То же верно и в отношении Кафки. Тело Кафки само себя наблюдает. Писатель ведет скрупулезный учет своих унижений, своих физических катаклизмов, и мы понимаем, до какой степени его воображение — особенно это относится к «Превращению» — берет начало во внутреннем ощущении собственного тела, почему все его творчество пронизано стыдом, наготой и страданием. Средоточие всех былых несчастий и всех грядущих катастроф само выставляет себя напоказ, раздваивается и распадается, выводит себя на сцену в спектакле театра ужасов и жестокости, участники которого — чудовища. «На один только миг я почувствовал себя закованным в панцирь. Например, мне показалось, что мышцы моих рук словно бы отдалились от меня». Другу детства, Оскару Поллаку, Кафка пишет: «Когда стеснительный Ланге вставал со своего табурета, он чуть не стукался своим большим нескладным черепом о потолок и пробил бы насквозь не только его, но высунулся бы через соломенную кровлю, если бы не помнил каждый раз про осторожность»[31]. А вот письмо Максу Броду, июль 1916 года: «…После тягостных ночей с открытым ртом я ощущаю свое тело выпачканным и наказанным — как будто в моей постели завелась неизвестная грязь».

В начале «Дневника» Кафка размышляет о мотивах, подтолкнувших его вести интимные записи: «Конечно же, я пишу все это, побуждаемый отчаянием, в которое повергает меня мое тело и будущее моего тела». И наоборот, в записи от 15 августа 1911 года он замечает: «Период, который только что завершился и за который я не написал ни единого слова, был для меня очень важен, потому что в бассейнах Праги, Кёнигсзаля и Черношиц я перестал стыдиться своего тела. То, что я с таким опозданием взялся в двадцати восьмилетием возрасте устранять пробелы в моем воспитании, можно сравнить с запоздалым стартом в забеге. И главное зло в случае такой неудачи, может быть, состоит не в проигрыше; это было бы всего лишь видимое, ясное и здоровое ядро несчастья, которое все более теряет свои очертания и, становясь огромным, толкает вас внутрь круга, который на самом деле следовало бы обежать».
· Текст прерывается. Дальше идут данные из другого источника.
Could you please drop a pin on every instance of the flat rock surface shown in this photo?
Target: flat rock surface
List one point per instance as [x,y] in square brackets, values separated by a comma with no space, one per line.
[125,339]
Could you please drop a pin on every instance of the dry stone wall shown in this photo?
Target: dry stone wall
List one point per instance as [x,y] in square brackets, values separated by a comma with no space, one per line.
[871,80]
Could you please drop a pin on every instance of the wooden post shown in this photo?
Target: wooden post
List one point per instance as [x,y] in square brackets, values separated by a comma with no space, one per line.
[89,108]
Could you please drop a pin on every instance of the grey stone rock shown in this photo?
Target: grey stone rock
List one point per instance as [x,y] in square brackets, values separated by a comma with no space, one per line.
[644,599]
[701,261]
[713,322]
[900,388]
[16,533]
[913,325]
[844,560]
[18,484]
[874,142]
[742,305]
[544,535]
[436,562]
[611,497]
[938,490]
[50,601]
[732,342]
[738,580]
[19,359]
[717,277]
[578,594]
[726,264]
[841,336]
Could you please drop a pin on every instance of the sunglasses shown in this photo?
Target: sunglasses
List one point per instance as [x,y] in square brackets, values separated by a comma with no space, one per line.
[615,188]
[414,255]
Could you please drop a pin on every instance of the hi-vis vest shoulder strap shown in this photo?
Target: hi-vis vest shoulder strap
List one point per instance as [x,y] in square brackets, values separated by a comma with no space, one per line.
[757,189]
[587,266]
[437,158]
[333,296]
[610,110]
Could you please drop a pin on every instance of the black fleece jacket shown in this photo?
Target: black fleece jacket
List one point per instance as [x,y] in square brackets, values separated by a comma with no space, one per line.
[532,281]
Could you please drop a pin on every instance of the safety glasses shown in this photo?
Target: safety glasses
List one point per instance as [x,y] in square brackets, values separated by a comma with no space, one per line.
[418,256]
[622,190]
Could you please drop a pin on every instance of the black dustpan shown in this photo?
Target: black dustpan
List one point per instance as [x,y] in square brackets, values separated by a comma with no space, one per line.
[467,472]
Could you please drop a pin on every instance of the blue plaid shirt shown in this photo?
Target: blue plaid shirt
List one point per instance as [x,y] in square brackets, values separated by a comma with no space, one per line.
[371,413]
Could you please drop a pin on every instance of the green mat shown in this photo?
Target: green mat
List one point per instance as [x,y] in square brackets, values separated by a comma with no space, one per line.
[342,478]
Иначе говоря, на первых порах тождество могло бы показаться довольно простым: стыдящееся и неловкое тело есть тело пишущее; и наоборот, тело спортивное, энергичное, свободное есть тело, потерянное для литературы: я иду в бассейн, я перестал стыдиться своего тела, но я больше не написал ни единого слова. На следующем этапе дело предстает более сложным, потому что при всех условиях вопрос состоит скорее в следующем: как сделать себе другое тело? Посредством чего к нему можно прийти? Пытки, страдания или бега по кругу?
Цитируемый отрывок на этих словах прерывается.